MILANO.Soldi ai politici per salvare Antonio Fazio quando ancora era ai vertici della Banca d'Italia. Ad affermarlo, secondo quanto pubblicato ieri da due quotidiani, sarebbe stato Giampiero Fiorani (nella foto), l'ex presidente della Bpi detenuto nel carcere milanese di San Vittore con l'accusa di associazione a delinquere.
Dalla metà di gennaio Fiorani avrebbe cominciato a rispondere ai magistrati che lo interrogano facendo pesanti ammissioni sui presunti rapporti intercorsi tra la Banca Popolare e alcuni personaggi di primo piano della vita politica. In particolare Fiorani avrebbe fatto i nomi del ministro leghista per le riforme Roberto Calderoli, e del suo sottosegretario Aldo Brancher (Forza Italia). «Non abbiamo mai ricevuto, per quanto ne so io, un centesimo da nessuno quindi siamo assolutamente tranquilli», ha commentato le indiscrezioni Roberto Maroni, collega di partito di Calderoli e ministro del welfare.

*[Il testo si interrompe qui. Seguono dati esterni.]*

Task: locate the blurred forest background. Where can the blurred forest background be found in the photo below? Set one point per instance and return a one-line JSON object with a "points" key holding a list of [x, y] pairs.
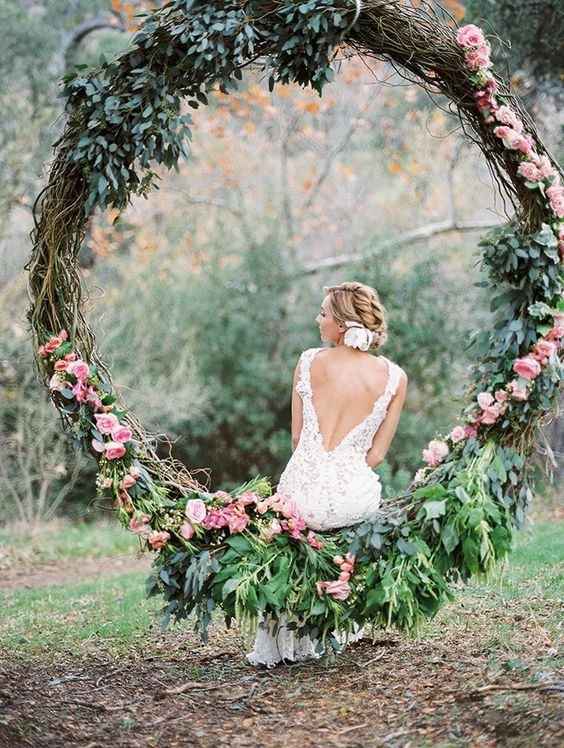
{"points": [[203, 296]]}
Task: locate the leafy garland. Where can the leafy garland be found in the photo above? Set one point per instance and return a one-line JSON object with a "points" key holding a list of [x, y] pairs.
{"points": [[249, 552]]}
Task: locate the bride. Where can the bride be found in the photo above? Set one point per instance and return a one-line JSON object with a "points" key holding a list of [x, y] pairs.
{"points": [[346, 406]]}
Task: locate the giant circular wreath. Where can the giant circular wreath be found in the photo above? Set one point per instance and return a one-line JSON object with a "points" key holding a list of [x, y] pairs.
{"points": [[248, 552]]}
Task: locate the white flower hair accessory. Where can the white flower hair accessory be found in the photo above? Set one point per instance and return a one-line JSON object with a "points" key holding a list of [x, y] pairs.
{"points": [[358, 336]]}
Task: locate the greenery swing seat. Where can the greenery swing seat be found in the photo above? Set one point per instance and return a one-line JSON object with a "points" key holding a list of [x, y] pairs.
{"points": [[245, 552]]}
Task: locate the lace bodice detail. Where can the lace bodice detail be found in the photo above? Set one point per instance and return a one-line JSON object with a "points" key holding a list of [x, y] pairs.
{"points": [[337, 487]]}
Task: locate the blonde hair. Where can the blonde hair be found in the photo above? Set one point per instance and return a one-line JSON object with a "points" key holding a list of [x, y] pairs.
{"points": [[358, 302]]}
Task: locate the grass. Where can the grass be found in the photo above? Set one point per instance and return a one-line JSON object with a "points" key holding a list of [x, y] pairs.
{"points": [[61, 539], [114, 613]]}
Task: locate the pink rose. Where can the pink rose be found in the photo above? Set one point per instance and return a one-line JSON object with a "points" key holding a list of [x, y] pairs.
{"points": [[527, 367], [106, 422], [80, 392], [457, 434], [557, 331], [121, 433], [158, 539], [115, 450], [545, 167], [507, 116], [196, 511], [543, 350], [484, 400], [435, 452], [128, 481], [529, 171], [140, 524], [517, 391], [479, 58], [92, 398], [186, 530], [98, 446], [491, 414], [223, 496], [52, 344], [314, 541], [470, 36], [79, 368], [338, 590], [56, 383], [248, 497]]}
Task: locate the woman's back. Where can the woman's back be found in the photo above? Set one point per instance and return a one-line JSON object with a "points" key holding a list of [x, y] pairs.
{"points": [[345, 386]]}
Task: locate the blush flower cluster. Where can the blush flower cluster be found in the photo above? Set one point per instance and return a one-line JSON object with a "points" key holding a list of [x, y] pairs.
{"points": [[339, 588]]}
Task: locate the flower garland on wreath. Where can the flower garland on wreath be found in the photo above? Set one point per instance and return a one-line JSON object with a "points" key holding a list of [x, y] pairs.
{"points": [[248, 552]]}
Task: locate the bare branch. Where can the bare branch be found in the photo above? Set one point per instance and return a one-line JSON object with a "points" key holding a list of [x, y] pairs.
{"points": [[417, 235]]}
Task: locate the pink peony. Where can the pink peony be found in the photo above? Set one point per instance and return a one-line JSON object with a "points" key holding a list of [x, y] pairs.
{"points": [[527, 367], [121, 433], [517, 391], [435, 452], [186, 530], [457, 434], [106, 422], [79, 368], [115, 450], [196, 511], [529, 171], [140, 524], [507, 116], [158, 539], [470, 36], [485, 399]]}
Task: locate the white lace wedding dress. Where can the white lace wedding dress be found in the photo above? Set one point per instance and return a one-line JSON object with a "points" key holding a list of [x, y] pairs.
{"points": [[331, 489]]}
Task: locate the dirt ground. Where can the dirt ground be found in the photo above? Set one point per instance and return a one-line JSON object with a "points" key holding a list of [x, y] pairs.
{"points": [[175, 691]]}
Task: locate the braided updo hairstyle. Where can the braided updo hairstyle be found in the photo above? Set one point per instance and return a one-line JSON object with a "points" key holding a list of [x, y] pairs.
{"points": [[356, 301]]}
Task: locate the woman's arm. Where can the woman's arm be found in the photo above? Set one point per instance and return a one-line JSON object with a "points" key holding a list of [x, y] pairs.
{"points": [[386, 432], [297, 412]]}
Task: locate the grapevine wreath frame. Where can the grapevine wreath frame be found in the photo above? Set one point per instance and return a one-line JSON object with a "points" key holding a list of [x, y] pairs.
{"points": [[249, 552]]}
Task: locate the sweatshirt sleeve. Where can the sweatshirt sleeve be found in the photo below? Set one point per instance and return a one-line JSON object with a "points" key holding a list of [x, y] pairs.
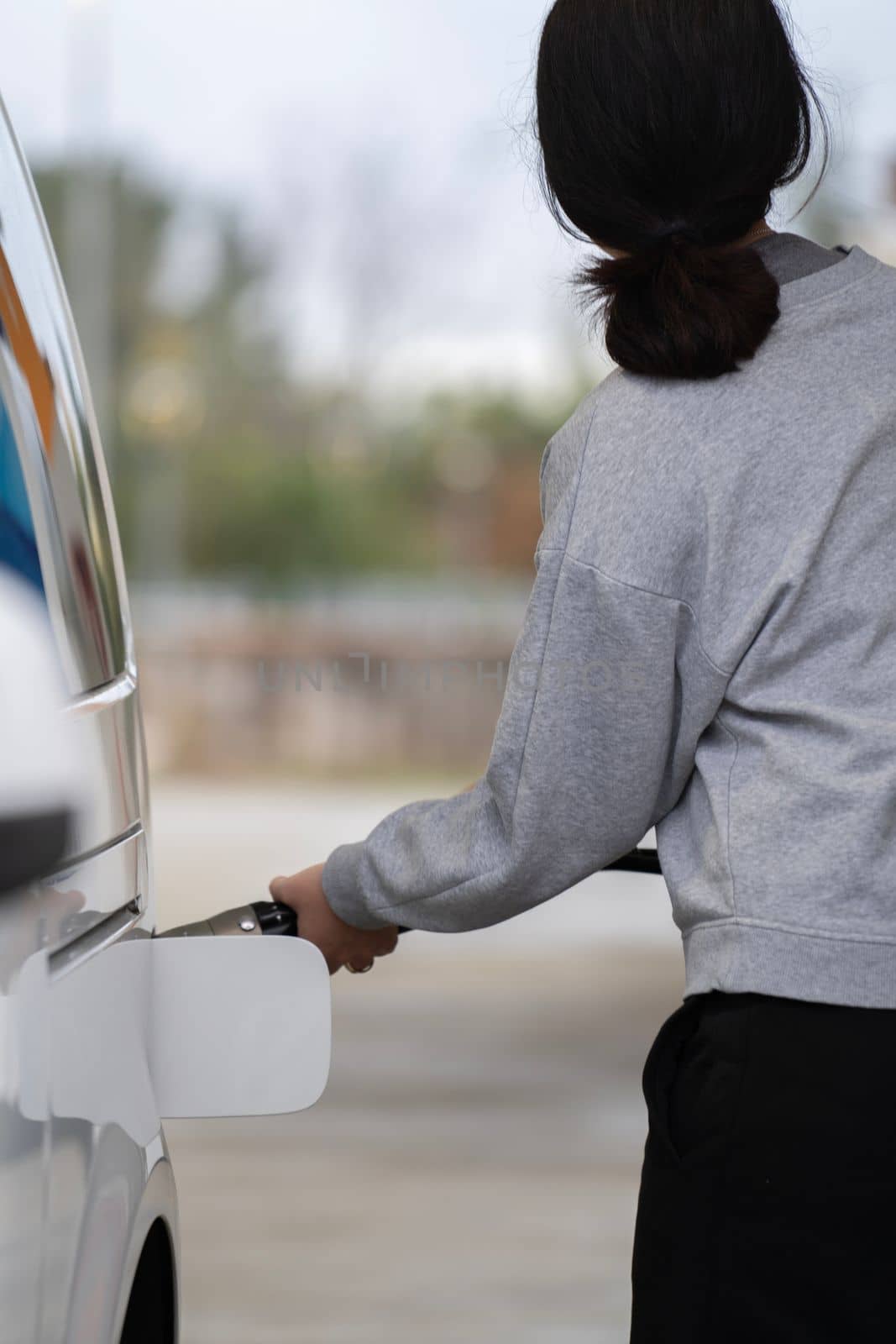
{"points": [[607, 692]]}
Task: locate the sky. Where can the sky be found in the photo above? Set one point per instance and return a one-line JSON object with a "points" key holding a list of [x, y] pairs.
{"points": [[375, 144]]}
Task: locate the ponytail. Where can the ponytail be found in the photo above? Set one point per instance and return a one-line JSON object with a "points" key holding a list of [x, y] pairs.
{"points": [[664, 131]]}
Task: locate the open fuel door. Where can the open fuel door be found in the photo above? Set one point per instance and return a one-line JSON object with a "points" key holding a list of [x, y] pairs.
{"points": [[150, 1028]]}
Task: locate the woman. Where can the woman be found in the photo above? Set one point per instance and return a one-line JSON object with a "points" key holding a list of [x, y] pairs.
{"points": [[710, 647]]}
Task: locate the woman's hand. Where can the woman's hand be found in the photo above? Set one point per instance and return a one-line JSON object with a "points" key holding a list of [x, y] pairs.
{"points": [[342, 944]]}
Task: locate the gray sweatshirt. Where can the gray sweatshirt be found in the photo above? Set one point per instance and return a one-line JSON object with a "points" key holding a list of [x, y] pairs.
{"points": [[708, 648]]}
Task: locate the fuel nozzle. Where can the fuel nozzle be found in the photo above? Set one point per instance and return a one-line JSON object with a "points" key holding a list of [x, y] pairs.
{"points": [[262, 917]]}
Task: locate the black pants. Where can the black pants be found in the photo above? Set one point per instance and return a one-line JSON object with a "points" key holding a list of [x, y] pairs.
{"points": [[768, 1206]]}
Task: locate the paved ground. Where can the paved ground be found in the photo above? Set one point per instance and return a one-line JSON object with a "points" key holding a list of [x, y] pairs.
{"points": [[470, 1173]]}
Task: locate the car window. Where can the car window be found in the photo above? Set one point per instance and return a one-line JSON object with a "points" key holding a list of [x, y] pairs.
{"points": [[56, 526]]}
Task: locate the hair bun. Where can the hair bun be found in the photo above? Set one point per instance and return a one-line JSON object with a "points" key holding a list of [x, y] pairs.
{"points": [[681, 309]]}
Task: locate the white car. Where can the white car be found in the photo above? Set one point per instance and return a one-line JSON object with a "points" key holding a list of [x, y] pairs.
{"points": [[103, 1028]]}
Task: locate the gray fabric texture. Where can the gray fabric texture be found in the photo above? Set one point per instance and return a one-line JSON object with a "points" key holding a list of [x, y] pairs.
{"points": [[708, 648]]}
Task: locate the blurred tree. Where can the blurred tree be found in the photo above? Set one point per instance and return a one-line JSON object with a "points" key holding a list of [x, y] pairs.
{"points": [[228, 468]]}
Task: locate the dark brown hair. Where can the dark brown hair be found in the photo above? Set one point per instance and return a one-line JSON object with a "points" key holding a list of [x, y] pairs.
{"points": [[664, 129]]}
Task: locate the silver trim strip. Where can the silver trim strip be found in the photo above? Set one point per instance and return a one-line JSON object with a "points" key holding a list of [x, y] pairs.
{"points": [[113, 692], [96, 940]]}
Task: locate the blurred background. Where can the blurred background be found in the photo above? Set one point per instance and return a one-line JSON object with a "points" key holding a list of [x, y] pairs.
{"points": [[329, 333]]}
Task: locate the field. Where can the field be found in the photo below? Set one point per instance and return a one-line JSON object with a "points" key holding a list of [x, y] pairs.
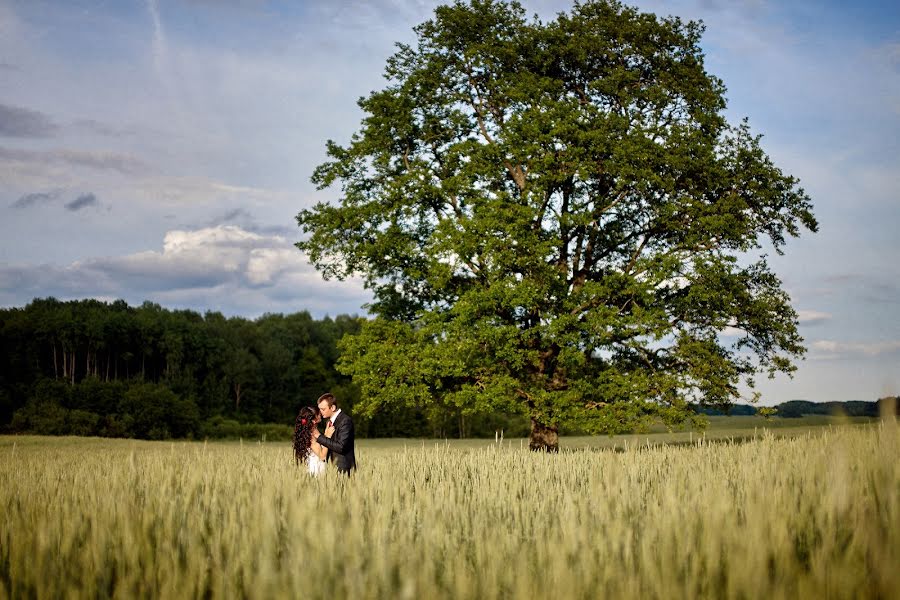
{"points": [[801, 511]]}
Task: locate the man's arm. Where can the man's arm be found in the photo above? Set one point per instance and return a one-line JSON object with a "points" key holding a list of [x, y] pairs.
{"points": [[339, 441]]}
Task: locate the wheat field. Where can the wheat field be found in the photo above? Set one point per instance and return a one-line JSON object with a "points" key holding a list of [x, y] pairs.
{"points": [[812, 516]]}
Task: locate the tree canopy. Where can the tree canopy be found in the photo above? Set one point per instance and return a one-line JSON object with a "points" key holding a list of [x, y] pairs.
{"points": [[555, 218]]}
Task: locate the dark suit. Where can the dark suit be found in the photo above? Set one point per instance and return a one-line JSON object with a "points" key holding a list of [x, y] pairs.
{"points": [[342, 442]]}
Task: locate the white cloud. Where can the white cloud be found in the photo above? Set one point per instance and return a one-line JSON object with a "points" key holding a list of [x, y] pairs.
{"points": [[215, 268], [812, 317], [839, 349]]}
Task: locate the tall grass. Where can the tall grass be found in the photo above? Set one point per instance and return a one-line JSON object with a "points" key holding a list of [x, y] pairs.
{"points": [[816, 516]]}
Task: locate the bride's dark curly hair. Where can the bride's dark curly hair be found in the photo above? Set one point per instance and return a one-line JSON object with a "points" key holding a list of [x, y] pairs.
{"points": [[306, 421]]}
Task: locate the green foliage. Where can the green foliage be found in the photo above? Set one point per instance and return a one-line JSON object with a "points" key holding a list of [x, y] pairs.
{"points": [[94, 368], [555, 219]]}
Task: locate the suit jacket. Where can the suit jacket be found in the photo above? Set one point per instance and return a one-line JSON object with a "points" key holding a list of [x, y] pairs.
{"points": [[341, 446]]}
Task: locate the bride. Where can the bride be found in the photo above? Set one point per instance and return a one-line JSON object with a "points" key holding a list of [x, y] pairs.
{"points": [[305, 446]]}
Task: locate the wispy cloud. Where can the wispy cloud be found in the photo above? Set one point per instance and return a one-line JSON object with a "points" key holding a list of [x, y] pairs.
{"points": [[812, 317], [34, 199], [112, 161], [840, 349], [25, 123], [82, 201], [217, 268]]}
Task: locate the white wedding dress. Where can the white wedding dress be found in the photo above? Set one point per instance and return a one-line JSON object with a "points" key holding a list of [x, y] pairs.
{"points": [[314, 464]]}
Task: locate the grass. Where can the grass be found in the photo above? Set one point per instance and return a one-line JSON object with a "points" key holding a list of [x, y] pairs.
{"points": [[783, 514]]}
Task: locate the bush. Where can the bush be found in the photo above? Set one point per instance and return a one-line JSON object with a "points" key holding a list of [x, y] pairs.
{"points": [[158, 413]]}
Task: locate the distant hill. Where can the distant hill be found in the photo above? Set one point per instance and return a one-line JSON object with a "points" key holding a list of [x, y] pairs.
{"points": [[798, 408]]}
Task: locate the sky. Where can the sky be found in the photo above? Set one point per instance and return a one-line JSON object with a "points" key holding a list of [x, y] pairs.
{"points": [[160, 150]]}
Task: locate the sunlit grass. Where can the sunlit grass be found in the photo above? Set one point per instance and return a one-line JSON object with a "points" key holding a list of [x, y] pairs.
{"points": [[811, 515]]}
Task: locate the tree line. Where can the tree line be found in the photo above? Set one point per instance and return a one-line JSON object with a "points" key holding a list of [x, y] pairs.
{"points": [[88, 367]]}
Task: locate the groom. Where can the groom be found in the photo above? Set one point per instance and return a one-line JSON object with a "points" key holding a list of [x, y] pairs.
{"points": [[341, 444]]}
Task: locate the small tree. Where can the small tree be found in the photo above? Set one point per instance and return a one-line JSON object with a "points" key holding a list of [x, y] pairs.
{"points": [[556, 219]]}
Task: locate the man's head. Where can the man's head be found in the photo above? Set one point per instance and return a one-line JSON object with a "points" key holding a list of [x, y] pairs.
{"points": [[327, 405]]}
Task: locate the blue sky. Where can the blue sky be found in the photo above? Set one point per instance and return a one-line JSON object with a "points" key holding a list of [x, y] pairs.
{"points": [[160, 150]]}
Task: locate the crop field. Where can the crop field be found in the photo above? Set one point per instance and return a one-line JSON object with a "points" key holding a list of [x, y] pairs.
{"points": [[767, 513]]}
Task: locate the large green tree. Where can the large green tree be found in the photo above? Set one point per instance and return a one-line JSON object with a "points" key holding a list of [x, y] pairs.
{"points": [[556, 219]]}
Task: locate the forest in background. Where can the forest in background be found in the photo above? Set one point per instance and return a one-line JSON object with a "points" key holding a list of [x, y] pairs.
{"points": [[87, 367]]}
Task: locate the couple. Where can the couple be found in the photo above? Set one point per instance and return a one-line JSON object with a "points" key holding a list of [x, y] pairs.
{"points": [[337, 444]]}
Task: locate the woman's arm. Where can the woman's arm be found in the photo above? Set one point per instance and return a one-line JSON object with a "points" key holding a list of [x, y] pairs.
{"points": [[320, 450]]}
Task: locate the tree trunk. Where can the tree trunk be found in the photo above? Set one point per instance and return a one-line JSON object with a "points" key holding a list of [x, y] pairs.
{"points": [[543, 438]]}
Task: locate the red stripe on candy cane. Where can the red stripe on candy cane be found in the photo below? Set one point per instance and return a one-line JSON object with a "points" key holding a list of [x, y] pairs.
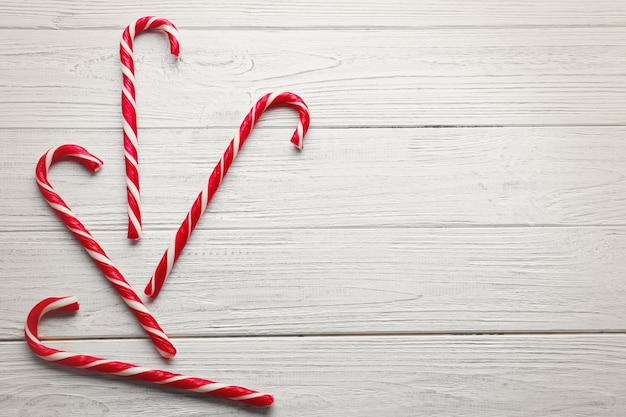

Stando a quanto Fiorani starebbe raccontando ai magistrati, e riportato ieri dai due giornali, dalla Banca Popolare sarebbero stati attivati una serie di prestiti «allegri» nei confronti di esponenti del centro destra, con l'obiettivo di accattivarsi i favori degli uomini politici in questione. Scopo dell'operazione sarebbe stato quello di avere un aiuto importante nel tentativo di salvare il governatore della Banca d'Italia. «Si tratta di due uomini di governo», avrebbe detto Fiorani ai magistrati secondo i quotidiani. «Uno è un ministro: Roberto Calderoli, Lega nord, ministro per le riforme. L'altro è il suo vice Aldo Brancher, sottosegretario alle riforme». Sempre secondo i giornali, dell'accordo tra Fiorani e i due uomini politici avrebbe fatto parte anche il salvataggio del Credieuronord, la Banca Leghista «rilevata da BP quando era sull'orlo di un crack disastroso». E stando sempre a quanto scritto dai due quotidiani, sia Calderoli che Brancher sarebbero in procinto di essere indagati dalla procura di Roma, notizia però smentita dalla stessa procura. Le rilevazioni che Fiorani avrebbe fatto ai magistrati hanno provocato una serie di smentite da parte della Lega Nord.
Il primo a intervenire, negando tutto, è stato Roberto Maroni: «Non so di che cosa si tratti di preciso», ha detto il ministro del welfare, aggiungendo di sentirsi comunque tranquillo dal momento che «non abbiamo mai ricevuto un centesimo da nessuno». E in serata è intervenuto anche uno dei diretti interessati. «Sono sempre i due soliti giornali che stanno scaldando la stessa minestra e la stessa notizia», ha detto Calderoli. «Dopo aver smentito la notizia la prima volta ed averli querelati - ha proseguito il ministro per le riforme - non resta altro da fare».